Zu den wenigen Ruheoasen im quirligen Stadtzentrum von Strasbourg zählt zweifelsohne der Kuttelplatz (Place des Tripiers). Während auf der davorliegenden Rue du Vieux Marché aux Poissons die geschäftigen Menschen im Eilschritt vorbeihasten, gönne ich mir besonders im Frühjahr, wenn die ersten Blüten die Blumenbeete vor dem Platz in ein Farbenmeer verwandeln und die Laubbäume ihr sattes Grün hervorkehren, auf den verstreut aufgestellten Bänken immer mal wieder eine kleine Auszeit. 

Seit kurzem leistet mir beim urbanen Chillen eine stattliche, in Bronze gegossene Ausnahmeerscheinung standhaft Gesellschaft. Der neue Platzherr, ein über Jahrhunderte in den Annalen verschollener Lokalpatriot stützt sich, den Blick visionär auf die Turmspitze des Münsters geheftet, kampfbereit auf seine Armbrust. Immer noch ist er allzeit gewappnet, sein Leben für seine Stadt und seine Mitbürger aufs Spiel zu setzen. Schon einmal war es ihm gelungen die Straßburger vom Joch der Unterdrückung und Willkürherrschaft zu befreien. Das war 1262. Damals wandte er sich mit den charismatischen Worten „Kämpft heute mit Mut und ohne Angst für die Ehre unserer Stadt, für unsere Freiheit, die unserer Kinder und unserer Nachkommen“,  an seine Gefolgsleute und schrieb als unerschrockener Vater der freien Republik Straßburg Geschichte. So zumindest steht es auf den Gedenktafeln des Monuments geschrieben.

Gedenktafel Reimbold Liebenzeller Ritter und Rebell aus Strassburg

Reinbold Liebenzeller – Straßburgs vergessener Held

Doch wahrscheinlich habe nicht nur ich mich gefragt, nachdem die Standfigur im April 2019 eingeweiht wurde, wer denn dieser heroische Sohn der Stadt denn überhaupt war, dass er sage und schreibe ein dreiviertel Jahrtausend in Vergessenheit geraten konnte? Also habe ich ein wenig recherchiert. Allerdings war das kein einfaches Unterfangen, denn als erstes musste ich das Rad der Zeit ins 13. Jahrhundert zurückdrehen.

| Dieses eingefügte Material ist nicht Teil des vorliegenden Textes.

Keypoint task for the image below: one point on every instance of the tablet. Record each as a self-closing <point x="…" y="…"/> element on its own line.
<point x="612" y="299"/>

Strassburger Strassenschild Firnkorngaessel
zinnengekroenter Wohnturm aus dem 13. Jahrhundert der Familie Liebenzeller in der Rue du Seigle in Strassburg

Unser wenig bekannte Ritter erblickte im Jahre 1225 als Reimbold (aus dem man im Laufe der Jahrhunderte einen Reinhold machte) Virnekorn im einstigen Wohnhaus mit dem auffälligen zinnengekrönten Turm im Firnkorngässel (heute: Rue du Vieux Seigle) das Licht der Welt. Sein Vater Konrad stammte aus einer angesehenen Patrizierfamilie, die mit dem Getreidehandel ihr Vermögen gemacht hatte. Er selbst stand nicht nur der Bruderschaft der Kürschner vor, sondern war auch Ministerialbeamter des Bischofs und Mitglied des Bürgerrats. Als Krönung seines gesellschaftlichen Aufstiegs erfolgte der Ritterschlag sowie möglicherweise die Einsetzung als Vogt der Burg Liebenzell oder deren Übertragung als königliches Lehen. Zumindest würde dies eine plausible Erklärung für die Metamorphose des Familiennamens Virnekorn zu Liebenzeller erklären.

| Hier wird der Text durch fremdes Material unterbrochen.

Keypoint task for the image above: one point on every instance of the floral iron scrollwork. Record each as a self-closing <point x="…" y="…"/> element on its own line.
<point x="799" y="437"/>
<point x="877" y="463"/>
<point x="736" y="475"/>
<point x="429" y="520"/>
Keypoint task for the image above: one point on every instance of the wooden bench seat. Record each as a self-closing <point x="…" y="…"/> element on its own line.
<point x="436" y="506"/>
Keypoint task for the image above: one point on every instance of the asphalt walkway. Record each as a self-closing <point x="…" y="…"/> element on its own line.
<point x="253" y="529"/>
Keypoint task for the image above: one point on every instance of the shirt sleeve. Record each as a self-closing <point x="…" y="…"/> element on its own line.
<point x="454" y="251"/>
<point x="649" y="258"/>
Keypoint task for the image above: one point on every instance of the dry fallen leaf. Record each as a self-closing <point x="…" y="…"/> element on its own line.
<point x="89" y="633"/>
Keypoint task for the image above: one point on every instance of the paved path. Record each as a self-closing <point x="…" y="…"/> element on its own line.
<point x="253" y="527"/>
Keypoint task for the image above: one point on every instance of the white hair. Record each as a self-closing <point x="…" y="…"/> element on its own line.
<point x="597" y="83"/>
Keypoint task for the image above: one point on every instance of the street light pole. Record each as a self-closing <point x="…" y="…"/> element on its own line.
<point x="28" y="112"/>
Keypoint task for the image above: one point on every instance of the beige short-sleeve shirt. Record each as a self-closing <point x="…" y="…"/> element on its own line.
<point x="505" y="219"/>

Als strebsamer und aufrechter junger Mann trat Sohnemann Reimbold recht bald in die politischen Fußstapfen seines Vaters. Er übernahm nicht nur dessen Sitz im Bürgerrat, sondern wurde mit 30 Jahren sogar zu einem der vier Stadtvorsteher, dem sogenannten Stettmeister, ernannt. Zu dieser Zeit hatte er sich bereits die Meriten eines Hauptmanns und Ritters verdient, weshalb er sich fortan Reinbold Liebenzeller nannte.

Kräftemessen zwischen Bischof und Bürger

Seite aus dem Comic la bataille de Hausbergen
Auszug aus dem Comic La Bataille de Hausbergen(2)

So weit, so gut. Straßburg war zu dieser Zeit eine geschäftige, aufstrebende Stadt mit über 10.000 Bewohnern. Die Wirtschaft florierte, doch politisch befand sich besonders seit dem Jahr 1260 reichlich Sand im Getriebe. Die Ursache dafür war ein gerade eben vom Papst als Stadtherr neu eingesetzter Fürstbischof. Walter von Geroldseck war mit seinen 29 Jahren ein ambitionierter Zeitgenosse. Das Bischofsamt verlieh dem Sohn aus dem Badischen Adelsgeschlecht nicht nur kirchliche Würden, sondern auch politische Autorität. Und diese versuchte er mit allen Mitteln durchzusetzen. Autoritäres Gehabe, Willkürentscheidungen, Machtmissbrauch und Einschränkung der dem Bürgertum von seinen Vorgängern zugesicherten Rechte und Privilegien brachten ihn recht schnell gegen die Straßburger Einwohner auf.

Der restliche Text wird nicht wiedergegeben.